If the intended learning experience delivery platform allows for necessary data collection, it is also quite helpful to design learning assessment measurement data structures using xAPI, also known as Tin Can, previously evolved as SCORM. This actor-verb-object (or “person did thing”) approach to data structures is beneficial in many ways, especially since it is standardized and simultaneously human- and machine-readable. Again, working with subject matter experts, I like to create thousands of xAPI statements: micro and macro “events” occurring throughout any individual or collaborative learning journey, all directly aligned with established hierarchies of outcomes (and objectives and goals).

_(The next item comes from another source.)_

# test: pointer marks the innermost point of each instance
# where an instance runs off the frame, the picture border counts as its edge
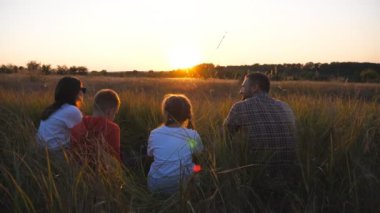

These xAPI statements define the expected data of measurement, which is the fuel of unobtrusive assessment, which allows for individualized feedback for learners across multiple time scales, with relevant frequency. In other words, we design a system intended to watch quietly, let someone learn through practice, and then intervene as necessary to help them understand how they are doing (and why).
Once we understand the best way to use measurement and assessment to generate appropriate feedback (human and algorithmic) to individuals and groups of learners, then we can understand the best fit for delivery modalities as curriculum, instruction, and learning tasks as experiences.
Then, we align these experiences with the available delivery modalities, and consider expanding modality options, especially if we find such expansion to be critically necessary in the current phase of design, development, and implementation of systems components.
We start building hybrid (networked and offline) experiences and media.
Then: we test and refine.
We finish the round of development and production, and we implement the agreed deliverables in version-controlled fashion.
We observe the performance of people, machines, and information as actors in our system.
We maintain and repair the system as necessary.
We improve the system regularly, at agreed upon intervals.